Too often we see plots to fix a wrong. We don’t look at the origins of the injustice. Our debates today point to solving an existing problem rather than going to the source of the injustice.
For example, it’s easy to build a border wall to keep people out. We’ve convinced ourselves that the influx of illegal immigrants is the problem and we need to shut them out. We are highlighting the wrong part of the problem.
We have convinced ourselves that we don’t need to address the root of the problem. We don’t need to address why people are risking their lives. We don’t need to consider looking at those governments that are causing an injustice to happen that is challenging families to make the decision to flee their countries and risk their lives in deadly terrains.
We don’t see the coyotes that are stealing from those that are fleeing or the nefarious activities of politicians in developing nations who use family misfortunes as an opportunity to line their own pockets or take the family’s properties for a song and resell them at a premium cost.
We don’t see the deadly games of gang members who came from Los Angeles and established mafiosa-styled organizations in countries like El Salvador and Guatemala. We don’t see that governments look the other way as long as their pockets are lined and their proverbial bellies and coffers are full.
We can no longer address problems from the level of the problem. We need to look at the problem and ask the root questions that lead to solutions to social injustices. We need to go to the heart of the illness and cure the root cause of the illness.

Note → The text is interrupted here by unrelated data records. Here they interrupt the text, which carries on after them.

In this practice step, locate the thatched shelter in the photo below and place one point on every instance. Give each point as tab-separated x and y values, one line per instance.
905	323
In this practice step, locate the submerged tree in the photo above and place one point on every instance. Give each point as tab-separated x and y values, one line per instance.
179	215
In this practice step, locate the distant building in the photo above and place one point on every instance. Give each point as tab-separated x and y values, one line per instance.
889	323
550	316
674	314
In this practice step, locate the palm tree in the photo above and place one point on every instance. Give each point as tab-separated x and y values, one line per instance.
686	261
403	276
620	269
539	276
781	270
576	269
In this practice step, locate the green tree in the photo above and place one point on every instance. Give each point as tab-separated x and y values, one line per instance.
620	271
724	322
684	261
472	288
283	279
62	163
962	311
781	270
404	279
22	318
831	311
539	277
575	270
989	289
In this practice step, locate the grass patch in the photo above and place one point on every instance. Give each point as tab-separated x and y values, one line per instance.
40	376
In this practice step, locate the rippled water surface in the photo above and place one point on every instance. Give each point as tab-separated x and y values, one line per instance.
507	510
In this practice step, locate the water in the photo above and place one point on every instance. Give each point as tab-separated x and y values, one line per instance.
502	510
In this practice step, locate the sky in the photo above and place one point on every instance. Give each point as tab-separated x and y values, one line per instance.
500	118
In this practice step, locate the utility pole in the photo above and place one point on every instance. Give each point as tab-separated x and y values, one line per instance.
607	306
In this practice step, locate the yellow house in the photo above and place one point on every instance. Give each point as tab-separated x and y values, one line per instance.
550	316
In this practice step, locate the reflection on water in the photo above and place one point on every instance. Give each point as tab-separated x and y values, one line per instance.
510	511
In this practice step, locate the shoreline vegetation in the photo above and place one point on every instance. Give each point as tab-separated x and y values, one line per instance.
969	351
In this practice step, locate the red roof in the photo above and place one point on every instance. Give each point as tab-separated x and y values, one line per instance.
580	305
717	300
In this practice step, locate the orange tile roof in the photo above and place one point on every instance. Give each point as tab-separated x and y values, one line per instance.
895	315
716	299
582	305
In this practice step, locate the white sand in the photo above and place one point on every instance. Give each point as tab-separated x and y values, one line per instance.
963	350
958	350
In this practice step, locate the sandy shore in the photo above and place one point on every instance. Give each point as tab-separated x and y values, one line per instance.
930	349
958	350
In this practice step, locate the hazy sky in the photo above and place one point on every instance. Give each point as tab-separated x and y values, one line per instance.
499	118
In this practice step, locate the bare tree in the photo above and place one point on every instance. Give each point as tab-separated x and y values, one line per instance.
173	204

Here are a few questions to consider: Why are governments violating the rights of others? Why are other countries not addressing injustices in these countries? Why are we not holding them accountable to the Declaration of Human Rights established by the UN? How can we hold these countries accountable for inequality? What economic initiatives can we create to help these countries grow their economies?
At an individual level we may consider this question. How can economic disparities inspire greater injustices in a country? What can we do to give all children equal access to resources like clean water, housing, safety and security issues that meet the most basic needs? Beyond meeting basic survival needs, what can we do to help with “thrival” needs like education and job initiatives?
There is a light in the darkness. There is hope. We don’t always see it, but there are organizations and brilliant minds addressing these issues.
Warren Buffet’s son Howard G. Buffet is one of them. Howard Buffet is working with developing nations to help them establish sustainable agricultural practices that will help countries raise crops to feed their people.
Bill and Melinda Gates are asking those questions with their philanthropy and foundations around the globe.
Christians are called to be an example to others… to be “A light in the darkness”. We are called to be a “shining city on a hill” so others may see that light.
We need to think about how to make that climb up the mountain together. We start with looking at the resources we have and making a plan to fire up the electricity atop the hill.
It’s time we started thinking about lighting our world with the resources of intelligence and asking the essential, foundational questions. Christians can do this by abiding in the first and second commandment to “love our Lord our God with all our heart, mind and soul. And love our neighbor as ourselves”. We need to educate students to send them out of the classrooms and start climbing the hill to light the city.